Le Parlement consacre l’indépendance du régulateur des télécoms

La commission mixte paritaire (sept députés - sept sénateurs) a rejeté l’amendement controversé.

EURACTIV.fr

La commission mixte paritaire (sept députés – sept sénateurs) a rejeté l’amendement controversé.

Clap de fin pour le régulateur national des télécoms. La commission mixte paritaire Assemblée nationale – Sénat (CMP) a rejeté, mercredi 16 février, l’amendement controversé du projet de loi sur les télécommunications.

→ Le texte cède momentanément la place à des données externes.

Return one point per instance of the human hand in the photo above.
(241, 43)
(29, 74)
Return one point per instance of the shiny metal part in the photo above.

Le texte prévoyait l’entrée d’un commissaire du gouvernement au sein de l’Autorité de régulation (Arcep), autorité administrative indépendante.

Le 11 février, les Sénateurs avaient déjà adopté une série d’amendements « anti-commissaire ».

Ce refus serait cependant le résultat d’un accord avec le ministre chargé de l’économique numérique Eric Besson. « Compte tenu des discussions entre les deux assemblées qui s’apprétaient à proposer un amendement de compromis réduisant le rôle du commissaire (…), je préfère qu’il n’y ait pas de commissaire du gouvernement », a expliqué M. Besson à EURACTIV.fr. Le ministre a officiellement prévenu par lettre le sénateur Bruno Retailleau (UMP) et la rapporteure du texte à l’Assemblée nationale Laure de la Raudière (UMP), membres de la CMP.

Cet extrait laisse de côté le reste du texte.